Criblé de dettes, le père replonge dans l’alcool et meurt au volant de sa voiture. Théo retourne alors à New-York chez Hobie, qu’il seconde tout en s’imprégnant du métier de restaurateur de vieux meubles. Le temps passe, Théo devient un homme, trouve sa place dans la boutique, celle que n’occupe pas Hobie, artisan avant tout. Théo est plutôt un bon vendeur. Repris par ses mauvais penchants, il vend des meubles restaurés (avec beaucoup de brio, certes !) pour d’authentiques et intègres originaux.
Tout cela tourne mal, un amateur repère ses escroqueries et établit sa possession du tableau, et il se laisse entraîner à Amsterdam par Boris qui lui avoue lui avoir volé le tableau, devenu une sorte de monnaie d’échange dans les milieux du banditisme international. Après des bagarres et deux morts, le tableau sera récupéré et remis aux autorités néerlandaises.
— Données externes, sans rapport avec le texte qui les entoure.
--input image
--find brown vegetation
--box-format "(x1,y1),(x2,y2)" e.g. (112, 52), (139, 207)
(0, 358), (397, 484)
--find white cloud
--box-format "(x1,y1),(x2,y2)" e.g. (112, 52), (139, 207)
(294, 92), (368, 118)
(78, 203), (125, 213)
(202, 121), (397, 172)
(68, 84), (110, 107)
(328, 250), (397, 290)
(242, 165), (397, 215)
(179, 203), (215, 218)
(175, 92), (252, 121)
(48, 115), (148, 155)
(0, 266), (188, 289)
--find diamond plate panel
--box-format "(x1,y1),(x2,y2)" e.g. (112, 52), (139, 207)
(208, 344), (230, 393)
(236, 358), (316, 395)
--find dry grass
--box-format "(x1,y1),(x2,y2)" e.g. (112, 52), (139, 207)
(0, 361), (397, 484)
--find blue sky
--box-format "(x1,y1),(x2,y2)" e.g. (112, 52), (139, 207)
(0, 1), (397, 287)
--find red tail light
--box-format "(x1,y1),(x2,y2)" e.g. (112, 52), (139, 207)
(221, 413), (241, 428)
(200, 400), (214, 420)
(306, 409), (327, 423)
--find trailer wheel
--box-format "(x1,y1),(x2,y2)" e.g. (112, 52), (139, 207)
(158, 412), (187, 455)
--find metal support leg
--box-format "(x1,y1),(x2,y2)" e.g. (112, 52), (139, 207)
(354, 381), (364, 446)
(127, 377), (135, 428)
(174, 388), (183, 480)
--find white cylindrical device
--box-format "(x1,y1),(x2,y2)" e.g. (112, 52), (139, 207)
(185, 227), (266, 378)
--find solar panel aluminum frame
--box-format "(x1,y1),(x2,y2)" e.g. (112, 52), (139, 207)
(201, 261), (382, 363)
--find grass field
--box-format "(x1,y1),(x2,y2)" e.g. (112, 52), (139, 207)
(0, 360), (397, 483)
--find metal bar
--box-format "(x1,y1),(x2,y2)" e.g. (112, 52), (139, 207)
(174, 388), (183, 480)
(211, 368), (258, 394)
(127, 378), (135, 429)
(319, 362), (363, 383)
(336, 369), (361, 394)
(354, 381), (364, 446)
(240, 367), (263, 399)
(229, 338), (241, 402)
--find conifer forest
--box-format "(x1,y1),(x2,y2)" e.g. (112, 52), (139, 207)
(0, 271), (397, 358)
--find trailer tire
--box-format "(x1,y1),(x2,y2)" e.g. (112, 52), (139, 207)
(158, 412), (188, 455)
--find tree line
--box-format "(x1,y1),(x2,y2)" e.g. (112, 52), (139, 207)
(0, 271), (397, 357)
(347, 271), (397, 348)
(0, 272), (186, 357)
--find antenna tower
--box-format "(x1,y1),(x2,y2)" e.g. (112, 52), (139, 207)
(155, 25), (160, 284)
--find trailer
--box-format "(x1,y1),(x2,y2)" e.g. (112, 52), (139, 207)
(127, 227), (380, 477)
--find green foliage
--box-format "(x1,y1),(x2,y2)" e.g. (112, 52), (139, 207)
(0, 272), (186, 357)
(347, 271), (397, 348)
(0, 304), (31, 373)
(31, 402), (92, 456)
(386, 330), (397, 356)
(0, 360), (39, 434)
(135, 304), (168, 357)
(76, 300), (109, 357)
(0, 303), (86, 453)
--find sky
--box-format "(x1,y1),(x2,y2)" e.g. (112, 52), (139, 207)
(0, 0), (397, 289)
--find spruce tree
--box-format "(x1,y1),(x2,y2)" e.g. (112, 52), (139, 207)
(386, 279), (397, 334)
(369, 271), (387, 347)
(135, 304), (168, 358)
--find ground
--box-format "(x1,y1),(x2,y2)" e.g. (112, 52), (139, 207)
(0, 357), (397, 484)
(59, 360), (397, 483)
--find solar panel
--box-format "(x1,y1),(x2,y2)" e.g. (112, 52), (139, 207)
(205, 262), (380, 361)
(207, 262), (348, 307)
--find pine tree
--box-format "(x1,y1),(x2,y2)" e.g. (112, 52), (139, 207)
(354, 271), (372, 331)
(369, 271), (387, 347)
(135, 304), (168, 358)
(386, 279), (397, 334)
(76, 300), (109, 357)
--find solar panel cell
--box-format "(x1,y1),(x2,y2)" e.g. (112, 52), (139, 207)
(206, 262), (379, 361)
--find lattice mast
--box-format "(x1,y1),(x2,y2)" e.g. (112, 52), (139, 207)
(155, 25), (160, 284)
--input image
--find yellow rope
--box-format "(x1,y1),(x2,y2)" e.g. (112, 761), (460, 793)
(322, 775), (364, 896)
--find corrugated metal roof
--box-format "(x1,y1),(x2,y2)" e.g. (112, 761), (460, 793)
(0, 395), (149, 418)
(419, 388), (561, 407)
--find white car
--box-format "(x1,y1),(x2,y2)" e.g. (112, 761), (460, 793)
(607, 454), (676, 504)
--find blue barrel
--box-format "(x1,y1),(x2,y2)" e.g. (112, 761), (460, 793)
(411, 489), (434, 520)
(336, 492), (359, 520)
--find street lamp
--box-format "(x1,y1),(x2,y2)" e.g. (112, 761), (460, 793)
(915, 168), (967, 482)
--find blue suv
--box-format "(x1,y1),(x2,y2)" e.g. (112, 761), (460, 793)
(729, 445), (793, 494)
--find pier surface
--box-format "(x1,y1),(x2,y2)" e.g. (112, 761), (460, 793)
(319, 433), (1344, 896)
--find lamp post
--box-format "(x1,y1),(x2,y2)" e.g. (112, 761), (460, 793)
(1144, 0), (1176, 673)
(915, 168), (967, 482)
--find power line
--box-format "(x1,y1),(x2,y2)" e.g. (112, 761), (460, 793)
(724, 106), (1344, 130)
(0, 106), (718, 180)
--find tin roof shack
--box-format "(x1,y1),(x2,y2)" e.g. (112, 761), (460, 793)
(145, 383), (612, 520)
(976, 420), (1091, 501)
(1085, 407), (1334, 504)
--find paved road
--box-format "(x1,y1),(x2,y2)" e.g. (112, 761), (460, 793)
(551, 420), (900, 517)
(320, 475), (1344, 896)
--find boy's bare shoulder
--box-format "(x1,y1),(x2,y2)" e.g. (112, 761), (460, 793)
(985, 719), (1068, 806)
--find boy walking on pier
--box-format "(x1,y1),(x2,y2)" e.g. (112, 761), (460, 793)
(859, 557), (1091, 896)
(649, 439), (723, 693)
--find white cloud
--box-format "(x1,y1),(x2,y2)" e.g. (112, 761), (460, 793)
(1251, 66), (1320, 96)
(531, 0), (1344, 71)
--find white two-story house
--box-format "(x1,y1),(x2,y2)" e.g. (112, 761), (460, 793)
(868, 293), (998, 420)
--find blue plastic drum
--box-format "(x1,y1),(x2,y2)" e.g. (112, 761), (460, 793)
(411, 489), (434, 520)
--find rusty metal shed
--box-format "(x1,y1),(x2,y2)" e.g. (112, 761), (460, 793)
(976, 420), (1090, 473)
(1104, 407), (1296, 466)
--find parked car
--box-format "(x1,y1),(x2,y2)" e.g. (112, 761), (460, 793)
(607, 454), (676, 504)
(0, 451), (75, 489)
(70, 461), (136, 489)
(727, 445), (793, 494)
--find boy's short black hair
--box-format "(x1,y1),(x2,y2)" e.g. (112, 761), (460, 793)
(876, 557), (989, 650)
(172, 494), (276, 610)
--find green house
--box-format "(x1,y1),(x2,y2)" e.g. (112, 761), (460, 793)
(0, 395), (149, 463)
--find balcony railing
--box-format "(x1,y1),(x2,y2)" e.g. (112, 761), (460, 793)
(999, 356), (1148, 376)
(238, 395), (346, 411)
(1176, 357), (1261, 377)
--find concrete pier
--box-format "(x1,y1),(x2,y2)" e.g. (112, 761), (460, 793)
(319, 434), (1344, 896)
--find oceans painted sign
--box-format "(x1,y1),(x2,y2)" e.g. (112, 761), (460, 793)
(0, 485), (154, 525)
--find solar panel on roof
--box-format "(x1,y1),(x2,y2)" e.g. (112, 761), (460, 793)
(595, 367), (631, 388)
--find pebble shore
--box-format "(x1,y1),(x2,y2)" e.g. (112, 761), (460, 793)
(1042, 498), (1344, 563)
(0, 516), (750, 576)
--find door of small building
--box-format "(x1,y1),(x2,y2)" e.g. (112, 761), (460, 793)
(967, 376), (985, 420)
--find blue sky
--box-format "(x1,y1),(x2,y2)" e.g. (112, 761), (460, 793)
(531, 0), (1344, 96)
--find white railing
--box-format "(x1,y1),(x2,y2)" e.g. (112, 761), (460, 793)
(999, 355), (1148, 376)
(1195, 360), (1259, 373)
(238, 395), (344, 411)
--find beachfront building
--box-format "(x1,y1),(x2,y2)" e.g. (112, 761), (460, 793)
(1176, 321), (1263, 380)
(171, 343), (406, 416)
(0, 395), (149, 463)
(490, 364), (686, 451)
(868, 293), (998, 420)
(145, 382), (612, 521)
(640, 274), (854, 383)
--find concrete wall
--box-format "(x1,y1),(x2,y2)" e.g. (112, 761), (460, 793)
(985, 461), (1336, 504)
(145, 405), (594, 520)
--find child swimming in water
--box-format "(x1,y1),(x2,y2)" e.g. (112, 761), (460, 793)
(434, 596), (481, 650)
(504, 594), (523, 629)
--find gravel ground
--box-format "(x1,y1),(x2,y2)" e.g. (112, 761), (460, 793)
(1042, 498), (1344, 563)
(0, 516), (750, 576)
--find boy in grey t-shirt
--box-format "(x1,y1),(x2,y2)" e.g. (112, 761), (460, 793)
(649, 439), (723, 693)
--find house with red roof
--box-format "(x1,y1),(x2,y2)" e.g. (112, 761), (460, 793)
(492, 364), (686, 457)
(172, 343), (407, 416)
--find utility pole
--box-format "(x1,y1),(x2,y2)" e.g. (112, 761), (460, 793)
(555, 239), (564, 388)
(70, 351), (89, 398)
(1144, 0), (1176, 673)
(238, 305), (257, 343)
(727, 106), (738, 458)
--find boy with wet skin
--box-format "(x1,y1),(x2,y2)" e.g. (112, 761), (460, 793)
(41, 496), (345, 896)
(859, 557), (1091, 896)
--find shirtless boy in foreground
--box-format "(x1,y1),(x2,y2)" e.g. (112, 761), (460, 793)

Ainsi racontée, l’intrigue du roman semble étoffée, mais sans grand relief. Ce qui l’enrichit, et souvent l’alourdit, ce sont les multiples péripéties qui l’émaillent, les très nombreux développements, par exemple sur les techniques de travail du meuble, sur les préparatifs du mariage de Théo, sur les circonstances de la mort d’Andy et de son père sur le bateau racontées par Platt, ce sont les états d’âme des protagonistes, de Théo avant tout, les références romanesques et artistiques, enfin les digressions métaphysiques sur d’infinis sujets, la peinture, la beauté, le Mal, la Mort, la création. A ce titre il est intéressant de mettre en parallèle l’enchainement de l’oiseau dans le tableau et l’enchainement des êtres dans la vie, leur solitude, ainsi que la lumière que le plumage du chardonneret dégage et celle que produisent certains des personnages du roman, la mère de Théo, Hobie, Pippa, enfin le dialogue au delà du temps que permettent un peintre marginal du XVIIe siècle et un jeune homme un peu paumé du XXIe. 
Tout cela s’étend avec plus ou moins d’utilité, et laisse une impression d’éparpillement. Ce luxe de détails se répand parfois au dépens de l’émotion que pourrait dégager le parcours tumultueux, erratique, douloureux, du narrateur. Le cheminement de Théo, entre dérive existentielle, fort penchant pour l’autodestruction, attirance pour le risque, erreur de choix sentimental, nous montre que pour l’auteure, il est des événements dont on ne se remet pas - l’explosion au musée, la mort de la mère de Théo. De même, il est des croisements où le Bien et le Mal se rencontrent sans se différencier, des milieux sociaux - les Barbour, le père de Théo et sa compagne, Hobie et ses rêves, Boris et ses acolytes douteux - milieux où Théo navigue de rupture en rupture, entre réel et sordide, entre illusions et absence de repères, entre mal-vie et malbouffe à Las Vegas, et chaleur et pot-au-feu chez Hobie, entre froid constat des faits et erreurs à payer ou persévérance dans la recherche d’une vie digne.
Donna Tartt manipule ces concepts avec une certaine virtuosité, mais, hélas, nous perd en chemin trop souvent.